Los guardias rojos condenaron a muerte, ajusticiaron o enviaron a destierro o a prisión “por contrarrevolucionarios” a millones de personas –intelectuales, terratenientes, “malas influencias”-. Cualquiera podía caer en desgracia por una delación o por “delitos” como poseer antigüedades, instrumentos musicales o algo que los vinculara con un “comportamiento burgués”. Los guardias rojos cerraron colegios y universidades y para borrar todo vestigio del pasado destruyeron gran parte del patrimonio cultural -museos, bibliotecas, pinturas, esculturas, edificios, templos-. Uno de cada 9 chinos de la época fue  víctima de la revolución cultural y entre 500 mil y un millón de personas fueron ejecutadas por los guardias rojos durante la misma.       

En 1973, ante el dramático derrumbe de la economía, Zhou Enlai convenció a Mao de que Deng Xioaping era el único dirigente capaz de reorganizar el país y reactivar el aparato productivo. Fue reintegrado al Comité Central del partido y nombrado jefe del estado mayor del Ejército, pero una vez más la esposa de Mao logró  proscribirlo. Solo a la muerte de “el gran timonel” en 1976 Hua Guofeng el escogido por Mao para sucederlo, ordenó la captura de Jian Quing y de “la banda de los cuatro”, que fueron juzgados y condenados  a muerte. Deng Xiaoping emergió como segundo emperador de la China roja, restableció el orden y pudo poner en marcha las reformas que convirtieron al país en la potencia que es hoy.

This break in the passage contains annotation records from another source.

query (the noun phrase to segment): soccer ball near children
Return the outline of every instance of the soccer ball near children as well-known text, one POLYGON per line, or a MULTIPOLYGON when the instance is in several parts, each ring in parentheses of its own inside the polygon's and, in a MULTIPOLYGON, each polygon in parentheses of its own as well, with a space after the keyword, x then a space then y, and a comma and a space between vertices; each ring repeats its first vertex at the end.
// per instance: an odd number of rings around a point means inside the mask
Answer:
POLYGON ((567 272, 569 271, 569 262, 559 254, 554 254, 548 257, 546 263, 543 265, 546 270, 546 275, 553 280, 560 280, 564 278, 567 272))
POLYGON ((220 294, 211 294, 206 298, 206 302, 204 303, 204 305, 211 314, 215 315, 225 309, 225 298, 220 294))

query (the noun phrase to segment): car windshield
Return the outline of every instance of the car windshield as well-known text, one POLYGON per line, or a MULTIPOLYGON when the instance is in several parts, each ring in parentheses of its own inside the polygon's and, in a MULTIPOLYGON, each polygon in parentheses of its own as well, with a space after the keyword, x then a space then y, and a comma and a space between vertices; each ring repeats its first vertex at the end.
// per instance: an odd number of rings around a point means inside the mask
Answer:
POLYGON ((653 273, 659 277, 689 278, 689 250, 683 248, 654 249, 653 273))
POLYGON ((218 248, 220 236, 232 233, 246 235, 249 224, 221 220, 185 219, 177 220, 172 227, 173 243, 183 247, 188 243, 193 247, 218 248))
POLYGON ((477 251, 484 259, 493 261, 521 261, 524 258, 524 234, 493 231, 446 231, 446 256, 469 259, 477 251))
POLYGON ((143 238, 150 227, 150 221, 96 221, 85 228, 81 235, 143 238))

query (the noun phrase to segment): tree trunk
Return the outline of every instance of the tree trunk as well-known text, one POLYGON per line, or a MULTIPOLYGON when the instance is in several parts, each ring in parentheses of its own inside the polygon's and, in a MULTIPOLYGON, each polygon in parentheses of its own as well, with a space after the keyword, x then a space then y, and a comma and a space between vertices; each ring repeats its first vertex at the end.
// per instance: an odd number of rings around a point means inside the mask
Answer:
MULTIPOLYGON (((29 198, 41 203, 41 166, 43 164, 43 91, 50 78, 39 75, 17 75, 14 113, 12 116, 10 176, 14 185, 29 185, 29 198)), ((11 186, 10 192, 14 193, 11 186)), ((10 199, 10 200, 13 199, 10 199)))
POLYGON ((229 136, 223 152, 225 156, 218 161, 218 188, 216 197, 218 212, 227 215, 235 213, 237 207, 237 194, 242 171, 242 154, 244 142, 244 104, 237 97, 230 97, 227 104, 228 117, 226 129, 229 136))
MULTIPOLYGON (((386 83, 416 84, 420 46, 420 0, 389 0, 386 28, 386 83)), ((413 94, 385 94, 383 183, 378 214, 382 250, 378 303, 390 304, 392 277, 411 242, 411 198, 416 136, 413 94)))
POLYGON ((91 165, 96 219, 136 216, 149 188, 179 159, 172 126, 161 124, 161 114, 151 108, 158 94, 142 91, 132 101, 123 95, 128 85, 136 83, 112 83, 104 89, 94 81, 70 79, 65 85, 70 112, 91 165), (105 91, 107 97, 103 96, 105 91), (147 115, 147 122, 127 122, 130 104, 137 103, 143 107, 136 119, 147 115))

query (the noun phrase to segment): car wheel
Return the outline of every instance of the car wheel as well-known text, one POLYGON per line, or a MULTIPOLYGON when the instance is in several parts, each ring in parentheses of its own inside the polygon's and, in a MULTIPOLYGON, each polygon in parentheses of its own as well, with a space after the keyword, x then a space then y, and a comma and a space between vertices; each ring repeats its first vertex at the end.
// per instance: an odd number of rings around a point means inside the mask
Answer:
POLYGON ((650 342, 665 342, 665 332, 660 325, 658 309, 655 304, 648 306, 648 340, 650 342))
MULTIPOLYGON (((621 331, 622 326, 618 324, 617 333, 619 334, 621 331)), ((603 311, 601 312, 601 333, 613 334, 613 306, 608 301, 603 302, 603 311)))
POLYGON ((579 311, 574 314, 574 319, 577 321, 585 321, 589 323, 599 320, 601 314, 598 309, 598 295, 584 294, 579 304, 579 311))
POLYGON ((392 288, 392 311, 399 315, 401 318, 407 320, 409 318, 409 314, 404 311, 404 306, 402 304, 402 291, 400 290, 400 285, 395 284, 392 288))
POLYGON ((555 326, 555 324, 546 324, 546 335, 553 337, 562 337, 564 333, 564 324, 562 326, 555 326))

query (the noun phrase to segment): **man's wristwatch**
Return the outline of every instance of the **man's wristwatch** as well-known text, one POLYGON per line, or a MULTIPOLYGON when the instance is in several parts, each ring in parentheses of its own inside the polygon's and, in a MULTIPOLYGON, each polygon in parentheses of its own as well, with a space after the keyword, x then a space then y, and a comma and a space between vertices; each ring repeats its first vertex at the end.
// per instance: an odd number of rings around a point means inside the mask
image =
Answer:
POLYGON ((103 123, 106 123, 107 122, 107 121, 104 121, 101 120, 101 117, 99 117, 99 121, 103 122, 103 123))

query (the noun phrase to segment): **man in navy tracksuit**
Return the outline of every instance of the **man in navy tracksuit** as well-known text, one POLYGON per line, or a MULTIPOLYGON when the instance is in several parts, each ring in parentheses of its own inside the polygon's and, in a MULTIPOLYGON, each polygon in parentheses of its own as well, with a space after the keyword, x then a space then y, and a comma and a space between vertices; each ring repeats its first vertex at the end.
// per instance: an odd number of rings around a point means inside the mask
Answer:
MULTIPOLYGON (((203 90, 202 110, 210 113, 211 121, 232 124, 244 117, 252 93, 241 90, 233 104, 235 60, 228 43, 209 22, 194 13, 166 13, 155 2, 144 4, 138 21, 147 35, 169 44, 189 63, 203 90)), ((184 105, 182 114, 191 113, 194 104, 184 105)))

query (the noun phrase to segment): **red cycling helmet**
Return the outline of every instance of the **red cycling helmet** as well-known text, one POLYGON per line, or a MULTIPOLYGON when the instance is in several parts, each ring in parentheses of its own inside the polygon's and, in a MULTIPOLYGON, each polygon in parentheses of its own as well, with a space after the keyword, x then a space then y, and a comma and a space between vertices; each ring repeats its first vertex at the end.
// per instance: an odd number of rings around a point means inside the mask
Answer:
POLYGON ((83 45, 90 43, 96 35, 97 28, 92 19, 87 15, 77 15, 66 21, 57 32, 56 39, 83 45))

Otro habría sido el destino de China y de la humanidad si Mao con su Revolución  Cultural no hubiera impedido su despegue 10 años antes. Esa década opacó aún más su legado pero los chinos de hoy le guardan respeto como artífice de la República Popular y por haberle devuelto majestad y respetabilidad a China después de un largo período de agresiones y humillaciones por potencias extranjeras. Todavía se puede visitar y ver en su mausoleo de la Plaza Tiananmen el cadáver embalsamado de ese revolucionario que murió en su cama, autor de hazañas, batallas y logros memorables y también de espeluznantes historias de sangre y de terror, que es el único ser de cuantos han existido en este mundo, responsable –entre purgas, guerras y hambrunas- por la muerte de 70 millones de personas.